BioTEPP: chasseur de vers

Le Soleil —

 
Pour plusieurs Québécois, BioTEPP est une inconnue ou presque. Au pays de Donald Trump, la situation est inversée. La compagnie lévisienne se retrouve sur les lèvres de producteurs de pommes, de poires et de noix de Grenoble, en raison du réchauffement climatique.
 
« Nous roulons à 100 % de notre capacité de production », indique le patron Claude Gagnon, qui cherche actuellement à prendre de l’expansion pour tripler sa production de biopesticide d’ici 2020.

Deux projets sont à l’étude. Un réaménagement des installations et des opérations de son usine à Cap-Chat, en Gaspésie, ou l’ouverture de nouvelles installations dans la grande région de Québec.

Si c’est la deuxième option qui est retenue, BioTEPP promet qu’elle conservera tout de même son usine de production de Cap-Chat. La réponse devrait tomber d’ici quelques semaines.

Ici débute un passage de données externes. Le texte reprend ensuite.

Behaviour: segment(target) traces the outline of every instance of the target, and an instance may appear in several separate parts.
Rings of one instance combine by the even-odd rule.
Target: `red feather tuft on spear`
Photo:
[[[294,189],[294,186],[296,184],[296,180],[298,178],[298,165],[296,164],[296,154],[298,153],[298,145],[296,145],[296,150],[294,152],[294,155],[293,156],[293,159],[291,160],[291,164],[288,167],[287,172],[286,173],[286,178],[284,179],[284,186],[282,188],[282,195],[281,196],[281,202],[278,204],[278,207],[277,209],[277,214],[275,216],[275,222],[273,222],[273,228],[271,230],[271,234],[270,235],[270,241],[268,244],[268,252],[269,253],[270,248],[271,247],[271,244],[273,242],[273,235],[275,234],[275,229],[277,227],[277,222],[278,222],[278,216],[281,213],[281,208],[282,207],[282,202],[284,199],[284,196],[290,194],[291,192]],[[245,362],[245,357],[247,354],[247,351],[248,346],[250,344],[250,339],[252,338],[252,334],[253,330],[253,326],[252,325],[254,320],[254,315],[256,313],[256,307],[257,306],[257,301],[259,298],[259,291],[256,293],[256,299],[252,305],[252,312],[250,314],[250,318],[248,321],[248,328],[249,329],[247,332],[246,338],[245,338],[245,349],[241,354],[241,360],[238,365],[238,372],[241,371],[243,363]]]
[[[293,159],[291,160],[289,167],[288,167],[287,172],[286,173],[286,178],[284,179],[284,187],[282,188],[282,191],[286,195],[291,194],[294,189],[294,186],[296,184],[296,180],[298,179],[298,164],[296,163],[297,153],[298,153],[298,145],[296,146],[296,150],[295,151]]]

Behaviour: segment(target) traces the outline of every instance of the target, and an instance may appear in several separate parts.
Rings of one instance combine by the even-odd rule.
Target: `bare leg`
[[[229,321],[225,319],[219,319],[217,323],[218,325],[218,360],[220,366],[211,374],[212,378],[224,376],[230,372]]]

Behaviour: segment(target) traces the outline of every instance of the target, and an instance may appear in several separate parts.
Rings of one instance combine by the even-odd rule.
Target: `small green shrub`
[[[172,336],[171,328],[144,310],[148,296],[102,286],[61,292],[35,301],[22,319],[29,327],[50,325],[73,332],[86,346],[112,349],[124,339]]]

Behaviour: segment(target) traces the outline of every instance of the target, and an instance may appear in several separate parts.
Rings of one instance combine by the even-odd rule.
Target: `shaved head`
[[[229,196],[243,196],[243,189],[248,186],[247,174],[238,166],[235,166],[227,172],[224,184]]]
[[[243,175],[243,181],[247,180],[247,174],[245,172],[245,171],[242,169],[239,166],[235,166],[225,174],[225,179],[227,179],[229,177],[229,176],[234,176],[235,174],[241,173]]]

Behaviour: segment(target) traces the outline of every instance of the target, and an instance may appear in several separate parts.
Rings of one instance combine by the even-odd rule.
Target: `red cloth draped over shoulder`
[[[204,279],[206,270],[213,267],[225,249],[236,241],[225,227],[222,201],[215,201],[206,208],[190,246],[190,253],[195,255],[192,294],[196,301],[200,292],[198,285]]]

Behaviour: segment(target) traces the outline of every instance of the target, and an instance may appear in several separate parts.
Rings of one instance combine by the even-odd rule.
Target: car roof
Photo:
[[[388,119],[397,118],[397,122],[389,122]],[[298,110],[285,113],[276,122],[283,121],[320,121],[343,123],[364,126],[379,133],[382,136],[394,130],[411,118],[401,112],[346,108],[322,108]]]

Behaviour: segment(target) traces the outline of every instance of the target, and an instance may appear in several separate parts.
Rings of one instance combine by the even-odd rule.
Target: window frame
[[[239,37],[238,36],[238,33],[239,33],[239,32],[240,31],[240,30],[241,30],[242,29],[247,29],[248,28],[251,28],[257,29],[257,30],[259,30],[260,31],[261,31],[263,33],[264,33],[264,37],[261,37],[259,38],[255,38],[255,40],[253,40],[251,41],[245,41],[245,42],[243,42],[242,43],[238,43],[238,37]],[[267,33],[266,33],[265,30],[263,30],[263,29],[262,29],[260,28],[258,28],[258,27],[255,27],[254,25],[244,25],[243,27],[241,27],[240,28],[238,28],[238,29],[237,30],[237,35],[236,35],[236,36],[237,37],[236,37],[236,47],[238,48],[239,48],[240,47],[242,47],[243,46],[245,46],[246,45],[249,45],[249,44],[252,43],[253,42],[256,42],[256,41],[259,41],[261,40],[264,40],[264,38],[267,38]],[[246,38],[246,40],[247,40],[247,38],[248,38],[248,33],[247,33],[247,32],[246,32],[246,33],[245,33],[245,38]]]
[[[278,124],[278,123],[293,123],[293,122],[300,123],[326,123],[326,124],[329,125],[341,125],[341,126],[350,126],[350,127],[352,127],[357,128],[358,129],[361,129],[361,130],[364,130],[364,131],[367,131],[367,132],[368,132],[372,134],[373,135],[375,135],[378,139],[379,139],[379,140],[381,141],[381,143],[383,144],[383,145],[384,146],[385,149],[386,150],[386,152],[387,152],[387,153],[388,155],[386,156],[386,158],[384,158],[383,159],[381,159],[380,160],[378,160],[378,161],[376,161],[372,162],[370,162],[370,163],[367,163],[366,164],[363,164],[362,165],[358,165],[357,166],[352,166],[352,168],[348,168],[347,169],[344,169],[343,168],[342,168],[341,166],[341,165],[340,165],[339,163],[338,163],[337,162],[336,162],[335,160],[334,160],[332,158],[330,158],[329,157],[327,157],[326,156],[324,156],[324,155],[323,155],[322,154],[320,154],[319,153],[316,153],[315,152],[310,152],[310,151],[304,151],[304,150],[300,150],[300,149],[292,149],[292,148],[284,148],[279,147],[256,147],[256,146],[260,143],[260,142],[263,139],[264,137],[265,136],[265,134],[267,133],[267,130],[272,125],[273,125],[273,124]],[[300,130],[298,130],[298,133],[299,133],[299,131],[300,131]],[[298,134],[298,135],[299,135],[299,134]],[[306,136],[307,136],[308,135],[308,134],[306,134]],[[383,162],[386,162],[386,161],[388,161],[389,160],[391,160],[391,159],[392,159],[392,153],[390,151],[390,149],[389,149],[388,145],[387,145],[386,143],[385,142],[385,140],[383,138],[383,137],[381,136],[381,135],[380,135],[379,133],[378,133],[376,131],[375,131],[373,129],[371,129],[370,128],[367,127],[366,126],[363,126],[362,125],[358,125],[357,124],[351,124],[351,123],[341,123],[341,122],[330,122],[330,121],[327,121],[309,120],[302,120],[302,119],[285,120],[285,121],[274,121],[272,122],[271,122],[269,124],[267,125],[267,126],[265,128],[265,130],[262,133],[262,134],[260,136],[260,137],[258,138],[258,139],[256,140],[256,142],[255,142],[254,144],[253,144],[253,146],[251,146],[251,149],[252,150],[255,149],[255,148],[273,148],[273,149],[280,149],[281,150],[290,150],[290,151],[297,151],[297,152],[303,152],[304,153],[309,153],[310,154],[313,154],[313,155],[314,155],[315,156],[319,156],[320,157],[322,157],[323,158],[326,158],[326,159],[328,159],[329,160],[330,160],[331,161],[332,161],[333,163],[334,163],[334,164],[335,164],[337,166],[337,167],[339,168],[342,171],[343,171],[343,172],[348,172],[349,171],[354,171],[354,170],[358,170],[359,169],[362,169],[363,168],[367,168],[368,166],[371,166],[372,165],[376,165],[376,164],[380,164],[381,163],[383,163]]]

Pour l’heure, la compagnie réalise 90 % de son chiffre d’affaires, qui oscille aux alentours de 1,5 million $, du côté des États-Unis, notamment dans les états de Washington et de l’Oregon, où sont cultivées plus de 50 % des pommes américaines. L’autre 10 % des ventes est effectué à travers le Canada.

Il faut dire qu’annuellement, les Américains produisent en moyenne 13 fois plus de pommes que le Canada. Et que la production de pommes de l’état de Washington est près de 30 fois celle du Québec.

Virosoft CP4

Fondée en 1998, BioTEPP, dont le siège social est basé dans l’incubateur AgBio Centre à Lévis, a développé au cours des dernières années un biopesticide appelé Virosoft CP4. Ce dernier s’attaque au ver de pomme, le cauchemar des producteurs.

« Notre produit est un insecticide naturel reconnu mondialement et qui rivalise d’efficacité avec les pesticides chimiques », explique M. Gagnon, ajoutant qu’au fil des ans, le carpocapse a trouvé des façons pour résister aux insecticides chimiques et que plusieurs de ces produits ont été bannis des tablettes des commerces.

« Nous développons aussi un autre virus que nous avions dans notre congélateur depuis des années qui s’attaque aux insectes qui mangent le chou, le chou-fleur et le brocoli. C’est très prometteur », poursuit l’agronome de formation.

Pour les prochaines années, BioTEPP souhaite davantage étendre son territoire de chasse vers l’Argentine et à travers les États-Unis, notamment en Californie où la compagnie est en processus pour faire homologuer son produit phare. Il n’est toutefois pas question d’ouvrir de nouveaux bureaux.

« Malgré le manque de fonds, l’entreprise a toujours été portée par l’efficacité de son produit », avance M. Gagnon, actionnaire chez BioTEPP depuis 2000. Il occupe la chaise de président depuis 2015, année où la direction a réalisé un remue-ménage à l’interne.

 

« Malgré le manque de fonds, l’entreprise a toujours été portée par l’efficacité de son produit. »
Claude Gagnon, copropriétaire de BioTEPP

Aujourd’hui, BioTEPP est une famille d’une quinzaine de travailleurs. Environ le double de paires de bras sera nécessaire au cours des prochaines années pour répondre à l’augmentation de la production qui devrait mener à un chiffre d’affaires de 4,5 millions $ d’ici deux ans, parole du patron.

Mais quel est le lien entre l’augmentation des ventes de BioTEPP et le réchauffement climatique, vous demandez? En fait, la direction répond que les vers de pomme sont stimulés par le réchauffement de la planète.

Coup de pouce

Afin de soutenir les nombreux projets de l’entreprise, le fonds de développement québécois Filaction et l’organisation Produits naturels Canada ont récemment annoncé injecté des billets verts dans BioTEPP. Le montant n’a toutefois pas été dévoilé.

En juillet, le gouvernement du Canada a également délié les cordons de sa bourse pour octroyer une aide financière de 400 000 $. L’argent devrait, entre autres, servir pour l’homologation du produit pour de nouveaux marchés et pour le développement d’une régie d’élevage de larves de carpocapse.

Mais puisqu’on est en période électorale et que le huard est souvent le nerf de la guerre pour les PME, M. Gagnon tenait à passer un message au futur gouvernement.

« Quand on regarde les entreprises à succès du Québec d’aujourd’hui, il y a de très très fortes chances que ce soient des entreprises qui ont bénéficié du financement par actions du programme REA [Régime d’épargne-actions du Québec]. Ce coup de génie de Jacques Parizeau qui donnait aux entrepreneurs visionnaires, possédant un concept et [ou] une technologie solide, l’opportunité de prospérer. Un nouveau programme REA donnerait à BioTEPP la capacité de réaliser ses ambitions », conclut celui qui a cofondé par le passé Axter Agroscience.